Analysis of Two Stage Bulk Tandem Queueing System with Vacation

Background: This study examines a non-Markovian two-stage bulk tandem queueing system with vacation, aiming to model real-world service environments involving batch processing and intermittent server availability. Practical applications, such as IoT-based port crane operations, often encounter conditions where batch arrivals, batch services, and vacation policies influence system performance. Traditional queueing models fail to capture this complexity, necessitating a more realistic framework to analyze system behavior and optimize operational efficiency. Methods: The system comprises two service nodes Node 1 and Node 2 where customers arrive in batches and are served in bulk at both nodes. A vacation policy is applied at Node 1: if the queue length after service completion is less than a threshold value “a,” the server goes on vacation and remains dormant upon return until the queue length reaches “a.” After receiving service at Node 1, customers proceed to Node 2 for further batch service. The Supplementary Variable Technique (SVT) is used to derive the probability generating functions for queue sizes at both nodes, allowing the computation of key performance metrics.

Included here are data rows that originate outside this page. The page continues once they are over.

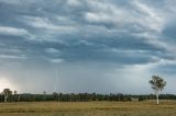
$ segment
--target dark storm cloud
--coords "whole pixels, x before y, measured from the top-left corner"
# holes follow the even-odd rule
[[[84,85],[80,91],[91,90],[94,79],[96,82],[102,79],[99,82],[102,84],[108,82],[107,90],[123,90],[118,81],[122,78],[127,81],[128,76],[122,73],[141,77],[141,72],[153,73],[148,68],[160,73],[175,67],[175,63],[169,67],[176,60],[176,25],[172,20],[175,4],[172,0],[0,0],[0,69],[4,76],[8,72],[3,70],[11,71],[7,74],[9,79],[43,77],[38,78],[43,80],[40,91],[50,77],[52,86],[55,69],[62,70],[63,91],[72,91],[72,86],[78,92]],[[101,68],[102,65],[108,67]],[[74,79],[81,80],[82,85]],[[31,83],[32,80],[29,88]],[[92,91],[100,91],[102,84],[96,84],[92,83]]]

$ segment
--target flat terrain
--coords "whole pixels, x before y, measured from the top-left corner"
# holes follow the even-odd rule
[[[0,116],[176,116],[176,101],[0,103]]]

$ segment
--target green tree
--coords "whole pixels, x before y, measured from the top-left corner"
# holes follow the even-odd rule
[[[9,98],[9,96],[12,95],[12,91],[10,89],[4,89],[2,94],[4,96],[4,103],[6,103]]]
[[[158,104],[158,95],[160,92],[164,89],[164,86],[166,86],[166,81],[158,76],[152,76],[150,84],[156,94],[156,104]]]

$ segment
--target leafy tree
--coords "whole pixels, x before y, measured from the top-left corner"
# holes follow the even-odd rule
[[[10,89],[4,89],[2,94],[4,96],[4,103],[6,103],[8,101],[8,97],[12,95],[12,91]]]
[[[158,95],[160,95],[160,92],[166,85],[166,81],[164,81],[164,79],[162,79],[158,76],[152,76],[152,80],[150,80],[150,84],[156,94],[156,104],[158,104]]]

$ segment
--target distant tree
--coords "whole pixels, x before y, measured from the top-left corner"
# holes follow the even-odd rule
[[[8,97],[12,95],[12,91],[10,89],[4,89],[2,94],[4,96],[4,103],[6,103],[8,101]]]
[[[150,80],[150,84],[156,94],[156,104],[158,104],[158,95],[160,92],[166,86],[166,81],[158,76],[152,76],[152,80]]]

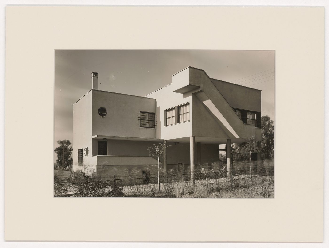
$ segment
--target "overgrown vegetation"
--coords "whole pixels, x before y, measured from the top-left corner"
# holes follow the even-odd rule
[[[226,182],[225,182],[226,183]],[[196,187],[194,191],[185,194],[183,197],[216,198],[271,198],[274,197],[274,180],[264,178],[260,183],[256,183],[248,181],[248,179],[234,182],[231,187],[228,184],[224,183],[220,188],[215,185],[202,185]],[[248,185],[251,184],[251,185]]]
[[[71,173],[65,182],[54,177],[55,195],[76,197],[121,197],[124,193],[121,187],[116,186],[114,194],[114,182],[97,177],[94,173],[85,174],[81,170]]]

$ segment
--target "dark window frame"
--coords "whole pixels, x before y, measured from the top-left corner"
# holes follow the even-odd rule
[[[100,154],[102,150],[101,150],[101,146],[103,145],[101,144],[105,144],[106,148],[104,153],[105,154]],[[102,147],[103,148],[104,147]],[[97,140],[97,156],[107,156],[107,140]]]
[[[152,116],[148,116],[147,115],[143,116],[143,114],[150,114],[151,115],[153,115],[153,120],[152,119]],[[151,117],[150,119],[143,119],[143,117]],[[156,117],[157,115],[155,114],[155,113],[154,112],[148,112],[146,111],[139,111],[139,112],[138,113],[138,124],[139,125],[139,127],[142,127],[143,128],[155,128],[155,126],[156,126]],[[152,124],[153,122],[153,125],[150,125],[149,126],[146,126],[146,125],[144,126],[143,125],[142,125],[142,122],[141,121],[142,120],[145,120],[146,121],[148,121],[150,122],[150,123]],[[144,124],[145,124],[146,123],[144,122]]]
[[[241,108],[232,108],[233,110],[234,110],[234,112],[235,112],[235,113],[237,114],[237,115],[238,115],[238,114],[237,113],[236,110],[240,110],[241,111],[241,119],[240,119],[240,120],[241,120],[242,122],[244,124],[247,124],[247,120],[254,120],[255,121],[255,124],[248,124],[254,125],[256,127],[262,127],[262,117],[261,113],[261,112],[257,112],[256,111],[252,111],[252,110],[249,110],[247,109],[243,109]],[[254,114],[255,115],[255,118],[256,119],[250,119],[250,118],[247,118],[247,112],[250,112]],[[239,116],[238,115],[238,116]]]
[[[179,107],[181,107],[185,105],[190,105],[190,102],[185,102],[183,104],[180,104],[179,105],[177,105],[177,106],[175,106],[174,107],[172,107],[171,108],[167,108],[166,109],[164,110],[164,126],[171,126],[172,125],[175,125],[175,124],[178,124],[179,123],[183,123],[184,122],[188,122],[190,121],[190,115],[189,116],[189,120],[187,121],[185,121],[184,122],[179,121]],[[171,110],[171,109],[175,109],[175,123],[173,123],[171,124],[169,124],[168,125],[167,124],[167,111],[168,110]],[[187,113],[189,113],[190,112],[190,109],[189,108],[189,112],[187,112]]]
[[[83,164],[83,148],[78,149],[78,164],[79,165]]]

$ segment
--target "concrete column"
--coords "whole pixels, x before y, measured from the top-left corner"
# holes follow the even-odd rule
[[[228,139],[226,142],[226,159],[227,161],[227,177],[231,178],[231,139]]]
[[[167,171],[167,141],[164,141],[164,172]]]
[[[198,168],[199,169],[201,166],[201,142],[197,142],[196,143],[196,154]]]
[[[191,184],[192,186],[194,185],[195,179],[194,177],[194,136],[190,137],[190,164]]]

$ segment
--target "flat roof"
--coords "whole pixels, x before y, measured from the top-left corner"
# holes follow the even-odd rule
[[[164,86],[164,87],[165,87],[165,86]],[[96,89],[91,89],[90,90],[89,90],[88,91],[88,92],[87,92],[87,93],[86,93],[85,94],[85,95],[84,95],[81,97],[79,99],[79,100],[78,100],[76,102],[74,102],[74,103],[73,104],[72,104],[72,106],[73,106],[75,104],[75,103],[76,103],[78,101],[79,101],[80,100],[81,100],[81,99],[82,98],[83,98],[84,96],[85,96],[86,95],[87,95],[87,94],[88,94],[88,93],[89,93],[91,90],[96,90],[96,91],[101,91],[101,92],[107,92],[108,93],[113,93],[113,94],[119,94],[120,95],[125,95],[126,96],[132,96],[132,97],[141,97],[141,98],[148,98],[148,99],[153,99],[154,100],[156,100],[155,98],[151,98],[151,97],[141,97],[141,96],[135,96],[135,95],[129,95],[129,94],[124,94],[124,93],[118,93],[118,92],[112,92],[112,91],[107,91],[106,90],[96,90]],[[150,93],[150,94],[151,93]]]
[[[193,67],[193,66],[188,66],[187,67],[186,67],[185,68],[184,68],[183,70],[181,70],[179,71],[179,72],[176,72],[175,74],[173,74],[172,75],[171,75],[171,77],[172,77],[173,76],[174,76],[175,75],[176,75],[177,73],[179,73],[181,72],[182,72],[184,70],[186,70],[188,68],[193,68],[194,69],[196,69],[196,70],[200,70],[200,71],[203,71],[204,72],[204,73],[207,75],[208,76],[208,75],[207,74],[207,73],[206,72],[206,71],[204,70],[203,70],[203,69],[199,69],[199,68],[196,68],[196,67]],[[217,81],[221,81],[221,82],[224,82],[225,83],[230,83],[230,84],[234,84],[235,85],[237,85],[238,86],[241,86],[241,87],[245,87],[245,88],[248,88],[249,89],[252,89],[256,90],[259,90],[260,91],[262,91],[262,90],[259,90],[258,89],[255,89],[254,88],[251,88],[251,87],[247,87],[247,86],[244,86],[244,85],[240,85],[240,84],[237,84],[236,83],[230,83],[229,82],[227,82],[226,81],[223,81],[223,80],[221,80],[220,79],[214,79],[214,78],[210,78],[210,77],[209,77],[209,76],[208,76],[208,77],[209,78],[209,79],[213,79],[214,80],[217,80]],[[150,94],[152,94],[152,93],[154,93],[156,91],[157,91],[158,90],[161,90],[161,89],[163,89],[163,88],[164,88],[165,87],[166,87],[168,85],[170,85],[171,84],[171,83],[170,83],[169,84],[168,84],[168,85],[166,85],[165,86],[164,86],[164,87],[162,87],[162,88],[161,88],[160,89],[158,89],[157,90],[155,90],[153,92],[151,92],[151,93],[149,93],[149,94],[147,94],[147,95],[146,95],[145,96],[148,96],[148,95],[150,95]]]

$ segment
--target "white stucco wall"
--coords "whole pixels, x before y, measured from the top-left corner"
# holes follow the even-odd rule
[[[72,106],[73,135],[72,157],[73,169],[84,169],[86,167],[95,165],[91,152],[91,91],[89,91]],[[77,152],[79,149],[88,147],[88,157],[84,155],[83,165],[78,164]]]
[[[95,90],[91,91],[91,135],[155,138],[155,129],[139,127],[138,119],[140,111],[156,112],[155,99]],[[107,113],[104,117],[98,113],[98,108],[102,107]]]
[[[177,80],[180,81],[184,77],[177,74]],[[186,75],[185,75],[185,76]],[[175,80],[175,76],[173,77]],[[160,90],[148,95],[148,97],[155,98],[156,111],[158,117],[158,123],[156,131],[156,138],[169,140],[182,137],[189,137],[192,135],[192,96],[184,98],[182,94],[172,91],[177,89],[173,84],[170,84]],[[190,102],[190,121],[177,123],[168,126],[164,126],[164,110],[169,108]]]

Additionally, an optimal cost analysis is performed to minimize the total average cost, with practical relevance demonstrated through its application in IoT-enabled logistics systems using RFID technology for dynamic inventory and service optimization. Result: Numerical results highlight how system parameters affect queue performance and identify optimal thresholds for cost minimization. Conclusion: An optimal cost analysis is performed to minimize the total average cost, with consideration of practical applications.